Some, like Solzhenitsyn, Natan Sharansky, and many, many others, had to face prison, expulsion, harassment, and the constant threat of death in order to make their plight known to the world. …

…“Tear down this wall” has entered the lexicon of great presidential utterances, but the president who uttered it went unmentioned this week by President Obama. Undoubtedly, as huge numbers of people rushed to freedom 20 years ago, few of them would have foreseen that Obama would become president of the United States. Even fewer would have foreseen that one day an American president would decline to join his fellow heads of state in Berlin to celebrate what happened that day.

In the Boston Phoenix, Steven Stark writes that Obama has already peaked.

…Obama still doesn’t seem to grasp that the collective Election Night reverie is over, and that now we are waiting for him to lead us in real time. Sure, a little bit of hubris was probably inevitable, but it led Obama to conclude, despite what he said back then, that the historic election had been about him.

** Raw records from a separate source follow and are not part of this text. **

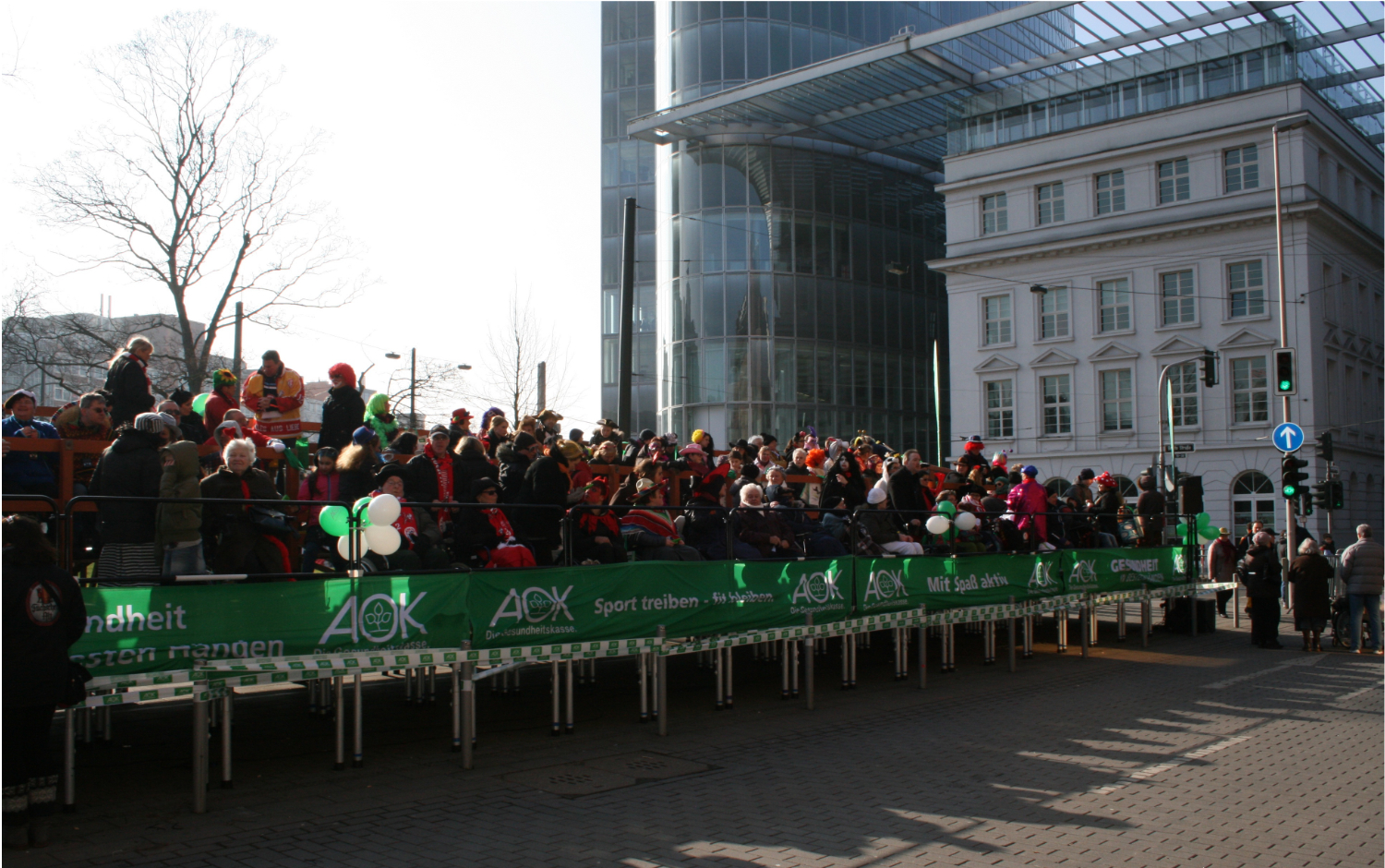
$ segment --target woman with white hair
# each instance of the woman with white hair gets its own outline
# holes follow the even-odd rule
[[[1323,557],[1317,543],[1303,540],[1299,557],[1289,562],[1294,629],[1303,634],[1303,651],[1323,651],[1323,629],[1332,616],[1331,581],[1331,562]]]
[[[1251,606],[1251,644],[1278,649],[1280,645],[1280,559],[1274,555],[1274,537],[1263,530],[1251,540],[1251,548],[1235,568],[1245,586]]]
[[[255,443],[235,439],[222,450],[223,464],[202,480],[202,497],[217,500],[278,500],[274,480],[255,467]],[[288,525],[266,505],[202,508],[202,543],[213,573],[287,573]]]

When in the end, as always, it was about us.

That night began to reveal an unfortunate truth: having reached a pinnacle on the day he was elected, Obama’s popularity and relationship with the American people had nowhere to go but down. …

…Something similar was bound to happen with Obama. Some figures grow during their time in the presidency; others diminish. Obama’s path was pre-ordained: unless he was able to achieve significant political victories immediately, he was destined to become — at least for a while — the incredible shrinking president. …

…Now that we, as a nation, have awakened from our post-election, post-racial dream state, we’ve begun to notice that our president may not be much interested in being a chief “executive,” given that he’s never run anything before or expressed the slightest inclination to do so. He has big ideas, to be sure, but that’s only a small part of the job. The hard, nitty-gritty labor of figuring out how government can actually work better — the operative word is “governing” — seems to hold no appeal for him. …

Now for a change of pace. One of our favorites, Toby Harnden, thinks the proper role for Sarah in the coming years is to replace Oprah.

…Perhaps there’ll be another vacancy in 2012 that might suit Mrs Palin.

In three years, it might well be time for Oprah Winfrey to move on. Her role as his biggest celebrity cheerleader last year already seems a teeny bit embarrassing and Obamamania will be as old hat as Smurfs and Rubik’s Cubes by then.

There is, though, someone who would be Oprah’s perfect successor. She’s got the fame, the huge book deals and, love her or hate her, she is an object of fascination for every American. We’ll see this week that she makes compulsive viewing while holding forth from that sofa.

I can see the bumper stickers now: “Time for O to go – Sarah Palin in 2012.”